Fernsehsender zögern aus Angst vor Schwarzkopien mit Investitionen in Digitaltechnik

Der weitere Aufbau des digitalen Fernsehens in den USA leidet zunehmend unter der Befürchtung, den Fernsehsender drohe in den digitalen Medien dasselbe Schicksal wie der Musikindustrie: rund um die Uhr aufwändig produzierte digitale Inhalte zu liefern und dann ohnmächtig mitansehen zu müssen, wie sie im Internet mühelos unzählige Male abgespeichert, vervielfältigt und weitergegeben werden. Das ergab eine Anhörung eines Unterausschusses des US-Kongresses am 15.3.2001. Nachdem noch keine zuverlässigen Systeme zur Verfügung stehen, die Kopierschutz und digitales Rechtsmanagement gewährleisten, spielt die Fernsehindustrie deswegen inzwischen mit dem Gedanken, die Fernsehsignale entweder zu verschlüsseln oder mit verringerter Qualität zu senden, um zu verhindern, dass der Endverbraucher hochwertige Aufzeichnungen anfertigen und vervielfältigen kann. Weil dabei auch bisher frei über die Antenne empfangbare Programme verschlüsselt werden sollen, ist dieser Plan unter heftigen Beschuss US-amerikanischer Verbraucherschützer geraten.

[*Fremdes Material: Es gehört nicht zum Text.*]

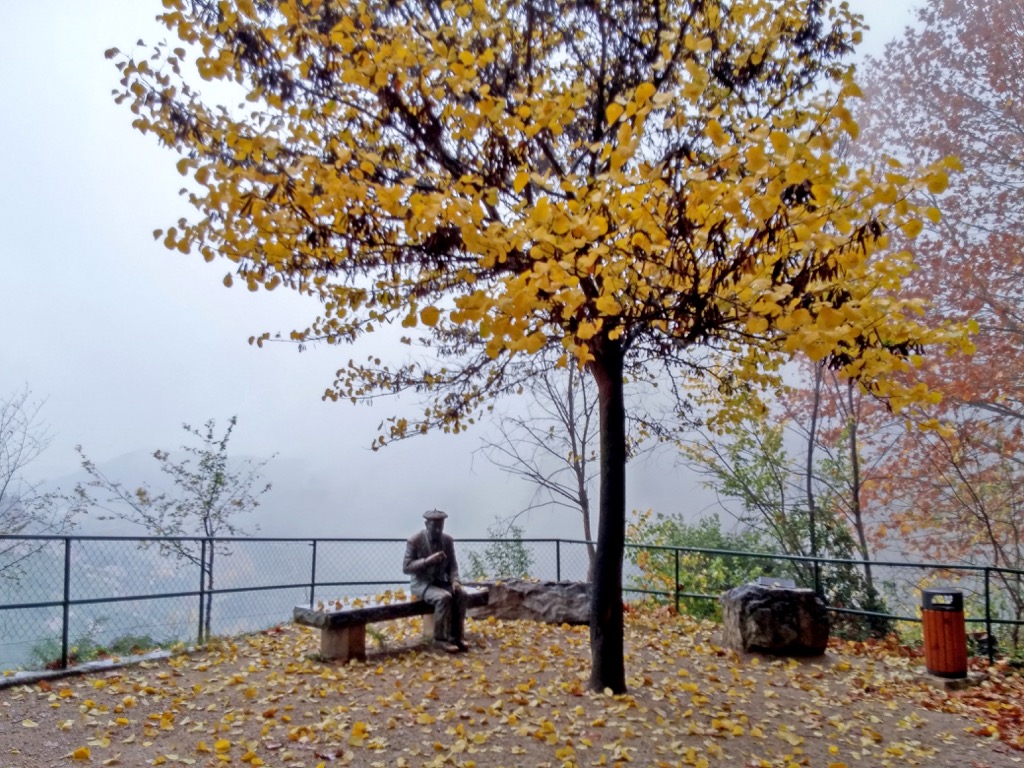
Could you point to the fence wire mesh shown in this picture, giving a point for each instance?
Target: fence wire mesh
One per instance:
(69, 597)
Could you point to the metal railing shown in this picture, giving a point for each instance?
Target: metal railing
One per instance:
(69, 590)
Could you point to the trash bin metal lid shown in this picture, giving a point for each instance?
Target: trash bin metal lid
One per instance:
(939, 599)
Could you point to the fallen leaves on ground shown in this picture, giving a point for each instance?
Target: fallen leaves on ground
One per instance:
(519, 697)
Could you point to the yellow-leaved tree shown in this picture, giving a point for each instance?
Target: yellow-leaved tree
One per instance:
(617, 181)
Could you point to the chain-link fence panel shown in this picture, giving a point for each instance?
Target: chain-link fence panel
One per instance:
(125, 594)
(358, 567)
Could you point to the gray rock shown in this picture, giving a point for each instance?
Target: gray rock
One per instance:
(790, 622)
(552, 602)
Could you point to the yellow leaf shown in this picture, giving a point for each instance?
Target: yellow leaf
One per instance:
(613, 112)
(757, 325)
(643, 92)
(607, 305)
(430, 315)
(938, 182)
(716, 134)
(912, 227)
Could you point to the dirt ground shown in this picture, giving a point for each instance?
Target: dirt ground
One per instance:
(517, 698)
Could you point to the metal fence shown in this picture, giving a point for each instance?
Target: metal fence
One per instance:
(58, 594)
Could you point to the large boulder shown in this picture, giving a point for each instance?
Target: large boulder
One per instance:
(553, 602)
(782, 621)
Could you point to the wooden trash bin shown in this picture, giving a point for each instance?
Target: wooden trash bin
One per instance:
(945, 636)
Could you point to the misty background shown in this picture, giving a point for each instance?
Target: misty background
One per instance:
(124, 340)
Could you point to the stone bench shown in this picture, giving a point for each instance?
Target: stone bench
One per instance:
(343, 632)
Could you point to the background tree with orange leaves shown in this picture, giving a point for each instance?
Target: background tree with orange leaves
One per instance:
(953, 85)
(631, 183)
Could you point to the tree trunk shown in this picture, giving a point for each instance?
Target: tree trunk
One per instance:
(209, 596)
(606, 632)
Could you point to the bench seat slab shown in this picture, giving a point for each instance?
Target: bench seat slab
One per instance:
(344, 644)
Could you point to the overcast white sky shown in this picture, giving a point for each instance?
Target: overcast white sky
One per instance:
(126, 340)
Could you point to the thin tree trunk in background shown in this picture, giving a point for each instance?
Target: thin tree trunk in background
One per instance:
(606, 630)
(858, 520)
(811, 504)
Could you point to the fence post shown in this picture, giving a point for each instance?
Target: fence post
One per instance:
(675, 588)
(66, 622)
(312, 578)
(988, 615)
(202, 589)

Für die US-amerikanische Fernsehbranche rächt sich nun, dass man sich im Jahr 1997 auf einen riskanten Handel mit dem Gesetzgeber eingelassen hat. Der US-Kongress überliess damals den Fernsehsendern im Digital Television Conversion Act kostenlos die Frequenzen für das digitale Fernsehen. Im Gegenzug wurde die Fernsehindustrie aber geetzlich verpflichtet, schon ab dem Jahr 2002 digitale Angebote auszustrahlen - und spätestens im Jahr 2006 die bis dahin für das analoge Fernsehen genutzten Frequenzen zu räumen, damit diese vom Staat gewinnbringend an Mobilfunkunternehmen versteigert werden könnten. Die Fernsehbranche steht also bei der Einführung des digitalen Fernsehens unter erheblichem Zeitdruck.

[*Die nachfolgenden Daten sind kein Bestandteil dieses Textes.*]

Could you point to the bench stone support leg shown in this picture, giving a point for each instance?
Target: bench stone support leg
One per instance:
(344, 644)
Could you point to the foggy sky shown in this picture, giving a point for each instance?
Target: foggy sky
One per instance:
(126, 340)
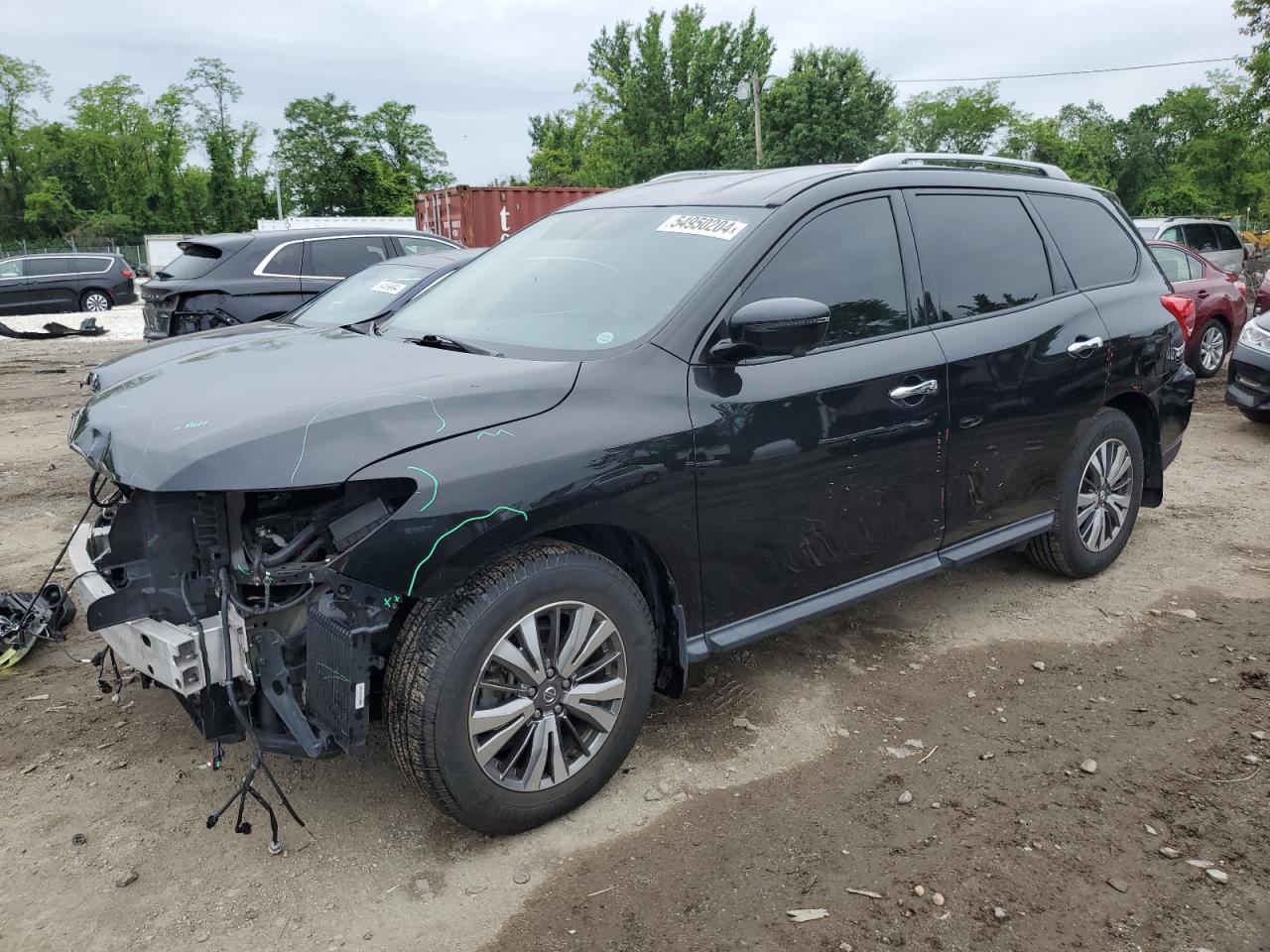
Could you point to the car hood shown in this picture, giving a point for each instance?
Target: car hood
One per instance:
(270, 407)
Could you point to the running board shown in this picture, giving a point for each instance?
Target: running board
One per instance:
(760, 626)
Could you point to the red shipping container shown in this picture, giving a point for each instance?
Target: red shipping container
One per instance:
(483, 216)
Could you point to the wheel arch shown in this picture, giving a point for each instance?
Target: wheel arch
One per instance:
(1142, 413)
(639, 558)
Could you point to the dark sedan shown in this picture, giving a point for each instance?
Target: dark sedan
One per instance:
(218, 281)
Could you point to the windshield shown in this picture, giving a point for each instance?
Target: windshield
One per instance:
(578, 281)
(366, 295)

Die amerikanischen Verbraucher nehmen das digitale Fernsehen bisher nur zögerlich an. Nach Angaben der Consumer Electronics Association (CEA) wurden im Jahr 2000 in den USA 33 Millionen analoge Fernsehgeräte verkauft - und nur rund 650.000 digitale Geräte. Deren Verkaufszahlen seien allerdings zuletzt stark gestiegen. Im Kongress, der die Versteigerungserlöse für die freiwerdenden Lizenzen bereits fest zur Haushaltssanierung verplant hatte, wurden deshalb mittlerweile Forderungen laut, die Hersteller von Fernsehgeräten gesetzlich dazu zu verpflichten, ihre Geräte technisch auf das digitale Fernsehen vorzubereiten. Wegen der damit verbundenen Mehrkosten - im Gespräch ist ein Betrag von bis zu 200 US-Dollarn pro Gerät - ist dieser Vorstoß allerdings bei den Herstellern auf wenig Gegenliebe gestoßen.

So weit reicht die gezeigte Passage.